When is a scala partial function not a partial function?

Question

While creating a map of String to partial functions I ran into unexpected behavior. When I create a partial function as a map element it works fine. When I allocate to a val it invokes instead. Trying to invoke the check generates an error. Is this expected? Am I doing something dumb? Comment out the check() to see the invocation. I am using scala 2.7.7

def PartialFunctionProblem() = {
    def dream()() = {
        println("~Dream~");
        new Exception().printStackTrace()
    }
    val map = scala.collection.mutable.HashMap[String,()=>Unit]()
    map("dream") = dream()      // partial function
    map("dream")()              // invokes as expected
    val check = dream()         // unexpected invocation
    check()                     // error: check of type Unit does not take parameters 
}

Answer 1

For convenience, Scala lets you omit empty parens when calling a method, but it's clever enough to see that the expected type in the first case is ()=>Unit, so it doesn't remove all the parens for you; instead, it converts the method into a function for you.

In the val check case, however, it looks just like a function call result getting assigned to a variable. In fact, all three of these do the exact same thing:

val check = dream
val check = dream()
val check = dream()()

If you want to turn the method into a function, you place _ after the method in place of the argument list(s). Thus,

val check = dream() _

will do what you want.

Answer 2

Well, the problem is that you got it all wrong. :-)

Here are some conceptual mistakes:

def dream()() = {
    println("~Dream~");
    new Exception().printStackTrace()
}

This is not a partial function. This is a curried method with two empty parameter lists which returns Unit.

val map = scala.collection.mutable.HashMap[String,()=>Unit]()

The type of the values in this map is not partial function, but function. Specifically, Function0[Unit]. A partial function would have type PartialFunction[T, R].

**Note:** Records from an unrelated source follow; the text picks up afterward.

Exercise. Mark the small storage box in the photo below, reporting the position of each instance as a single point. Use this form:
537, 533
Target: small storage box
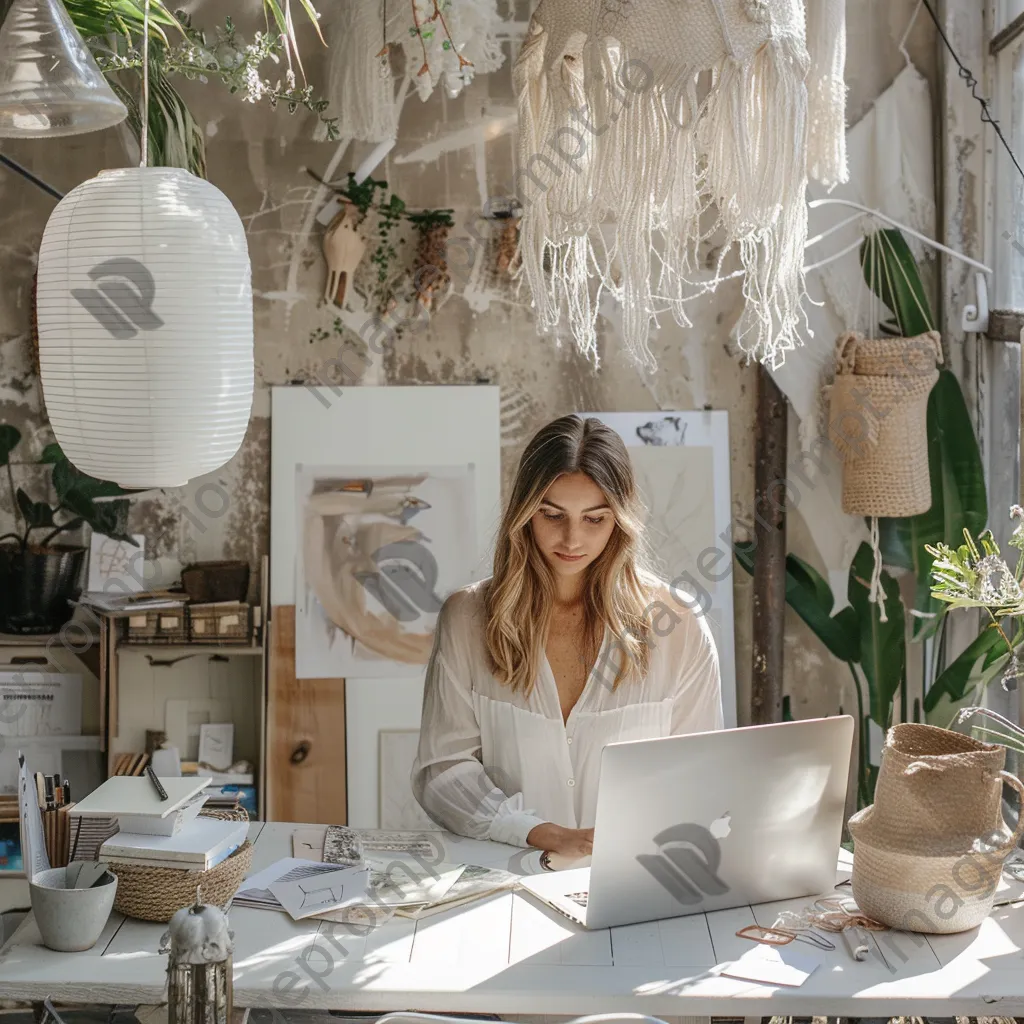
221, 622
158, 626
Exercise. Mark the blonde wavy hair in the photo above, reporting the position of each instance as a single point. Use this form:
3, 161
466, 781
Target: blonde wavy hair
521, 592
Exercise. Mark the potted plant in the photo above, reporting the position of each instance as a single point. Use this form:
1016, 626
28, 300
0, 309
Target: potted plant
876, 650
39, 578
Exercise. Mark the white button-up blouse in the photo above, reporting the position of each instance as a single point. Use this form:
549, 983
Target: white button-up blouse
493, 763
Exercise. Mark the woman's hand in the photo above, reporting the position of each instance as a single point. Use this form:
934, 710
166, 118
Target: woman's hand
569, 843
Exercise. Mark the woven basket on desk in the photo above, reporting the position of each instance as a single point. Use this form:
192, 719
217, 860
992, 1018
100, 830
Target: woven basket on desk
158, 893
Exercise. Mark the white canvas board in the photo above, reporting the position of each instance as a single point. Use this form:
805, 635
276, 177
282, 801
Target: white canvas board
115, 566
381, 548
418, 426
136, 795
372, 706
681, 462
40, 704
398, 808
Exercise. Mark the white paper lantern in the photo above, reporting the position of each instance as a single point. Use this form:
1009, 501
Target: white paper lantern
145, 327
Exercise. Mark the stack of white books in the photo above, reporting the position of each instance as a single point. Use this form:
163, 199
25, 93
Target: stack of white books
198, 847
162, 832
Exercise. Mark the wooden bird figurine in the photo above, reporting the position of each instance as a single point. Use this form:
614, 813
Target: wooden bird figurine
343, 248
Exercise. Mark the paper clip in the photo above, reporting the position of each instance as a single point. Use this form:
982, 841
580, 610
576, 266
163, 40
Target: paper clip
856, 943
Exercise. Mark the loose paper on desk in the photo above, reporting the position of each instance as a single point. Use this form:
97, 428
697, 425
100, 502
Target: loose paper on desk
255, 891
772, 966
323, 892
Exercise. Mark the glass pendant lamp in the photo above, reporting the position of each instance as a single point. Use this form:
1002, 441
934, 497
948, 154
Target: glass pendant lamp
50, 84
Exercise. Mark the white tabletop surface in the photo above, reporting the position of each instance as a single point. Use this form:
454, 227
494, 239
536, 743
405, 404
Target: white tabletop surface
509, 954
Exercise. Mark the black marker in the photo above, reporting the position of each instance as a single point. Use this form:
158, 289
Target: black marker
161, 792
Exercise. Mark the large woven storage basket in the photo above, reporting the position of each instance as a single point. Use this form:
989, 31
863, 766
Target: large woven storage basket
879, 422
928, 854
158, 893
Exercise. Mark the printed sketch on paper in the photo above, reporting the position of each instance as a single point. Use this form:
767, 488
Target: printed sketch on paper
380, 551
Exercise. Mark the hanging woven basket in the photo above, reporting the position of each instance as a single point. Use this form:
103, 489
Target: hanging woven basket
879, 422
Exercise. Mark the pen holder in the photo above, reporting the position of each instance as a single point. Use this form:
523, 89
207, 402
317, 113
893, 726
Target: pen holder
71, 920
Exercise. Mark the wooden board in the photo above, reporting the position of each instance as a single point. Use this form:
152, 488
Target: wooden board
305, 750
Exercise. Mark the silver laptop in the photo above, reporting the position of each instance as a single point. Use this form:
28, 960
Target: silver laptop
709, 821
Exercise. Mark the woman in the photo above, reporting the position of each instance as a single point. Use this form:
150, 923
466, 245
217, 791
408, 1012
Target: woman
568, 646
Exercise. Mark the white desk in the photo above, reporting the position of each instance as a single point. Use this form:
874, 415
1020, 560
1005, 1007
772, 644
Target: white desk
510, 955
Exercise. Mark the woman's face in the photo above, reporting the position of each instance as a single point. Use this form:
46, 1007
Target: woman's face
573, 523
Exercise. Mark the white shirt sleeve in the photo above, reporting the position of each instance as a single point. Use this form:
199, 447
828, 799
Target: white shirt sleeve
449, 779
697, 702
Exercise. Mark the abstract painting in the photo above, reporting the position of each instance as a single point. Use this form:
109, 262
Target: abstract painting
379, 551
681, 463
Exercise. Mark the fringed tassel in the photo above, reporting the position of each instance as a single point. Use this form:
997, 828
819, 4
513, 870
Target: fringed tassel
754, 132
608, 137
360, 86
826, 91
877, 593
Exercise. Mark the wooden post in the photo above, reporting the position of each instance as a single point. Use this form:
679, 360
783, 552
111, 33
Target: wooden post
769, 555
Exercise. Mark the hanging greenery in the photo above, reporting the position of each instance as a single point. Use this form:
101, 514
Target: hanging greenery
113, 30
372, 195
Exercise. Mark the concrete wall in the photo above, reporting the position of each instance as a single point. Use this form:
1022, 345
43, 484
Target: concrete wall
257, 157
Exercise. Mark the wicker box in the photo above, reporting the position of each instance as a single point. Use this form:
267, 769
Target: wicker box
220, 622
158, 626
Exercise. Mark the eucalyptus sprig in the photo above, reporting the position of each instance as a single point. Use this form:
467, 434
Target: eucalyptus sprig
976, 576
225, 55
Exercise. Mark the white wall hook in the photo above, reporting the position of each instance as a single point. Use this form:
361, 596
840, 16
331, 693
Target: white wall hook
975, 320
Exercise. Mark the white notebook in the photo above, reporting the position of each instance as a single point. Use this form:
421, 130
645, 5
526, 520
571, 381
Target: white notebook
169, 824
199, 844
136, 795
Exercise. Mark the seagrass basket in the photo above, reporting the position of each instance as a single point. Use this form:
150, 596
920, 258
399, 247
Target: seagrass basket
158, 893
879, 422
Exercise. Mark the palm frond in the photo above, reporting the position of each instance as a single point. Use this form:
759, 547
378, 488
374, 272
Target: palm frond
174, 137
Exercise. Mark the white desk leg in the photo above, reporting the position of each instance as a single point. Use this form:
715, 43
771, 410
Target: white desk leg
152, 1015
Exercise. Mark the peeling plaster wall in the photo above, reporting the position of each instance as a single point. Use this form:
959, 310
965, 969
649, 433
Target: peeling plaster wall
257, 157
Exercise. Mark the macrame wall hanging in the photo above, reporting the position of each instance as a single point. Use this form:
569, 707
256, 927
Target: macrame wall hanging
670, 123
439, 43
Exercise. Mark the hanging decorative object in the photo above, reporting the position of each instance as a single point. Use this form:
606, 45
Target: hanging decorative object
49, 82
145, 326
199, 966
343, 248
431, 281
612, 127
443, 43
879, 422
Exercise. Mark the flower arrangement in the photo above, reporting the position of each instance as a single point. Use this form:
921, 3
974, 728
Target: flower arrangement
976, 576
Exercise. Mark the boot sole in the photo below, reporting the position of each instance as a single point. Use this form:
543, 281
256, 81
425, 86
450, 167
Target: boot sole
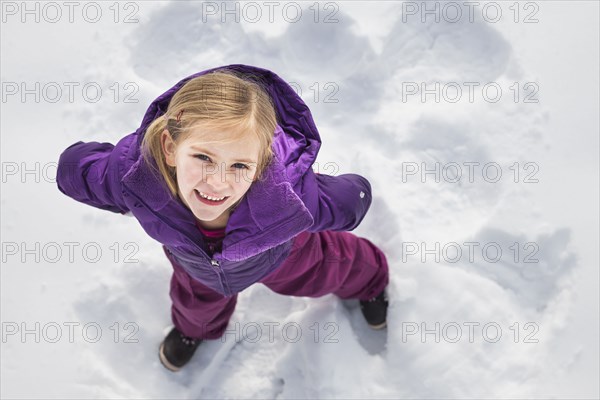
379, 327
164, 360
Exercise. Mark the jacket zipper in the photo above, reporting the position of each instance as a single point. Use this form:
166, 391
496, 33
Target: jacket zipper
213, 261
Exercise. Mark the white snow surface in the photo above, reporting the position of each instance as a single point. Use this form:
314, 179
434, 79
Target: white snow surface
291, 347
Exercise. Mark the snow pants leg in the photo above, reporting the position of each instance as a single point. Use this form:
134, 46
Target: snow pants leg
321, 263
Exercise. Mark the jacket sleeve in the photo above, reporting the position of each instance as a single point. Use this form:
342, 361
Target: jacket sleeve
91, 173
337, 203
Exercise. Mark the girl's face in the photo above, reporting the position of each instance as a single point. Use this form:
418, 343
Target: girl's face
212, 177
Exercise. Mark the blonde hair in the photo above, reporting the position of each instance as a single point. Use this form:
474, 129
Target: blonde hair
214, 101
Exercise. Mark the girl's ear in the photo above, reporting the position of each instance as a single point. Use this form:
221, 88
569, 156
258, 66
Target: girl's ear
168, 147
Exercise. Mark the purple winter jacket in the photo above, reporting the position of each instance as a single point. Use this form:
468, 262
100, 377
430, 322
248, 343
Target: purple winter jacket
290, 199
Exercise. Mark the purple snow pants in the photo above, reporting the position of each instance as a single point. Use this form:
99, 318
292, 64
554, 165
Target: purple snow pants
319, 263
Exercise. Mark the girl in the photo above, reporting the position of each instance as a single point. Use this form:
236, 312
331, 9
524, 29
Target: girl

map("dream") = dream()      // partial function

What happens here is that Scala converts the partially applied method into a function. This is not a simple assignment. Scala does the conversion because the type inferencer can guess the correct type.

val check = dream()         // unexpected invocation

Here there's no expected type to help the type inferencer. However, empty parameter lists can be ommitted, so this is just a method call.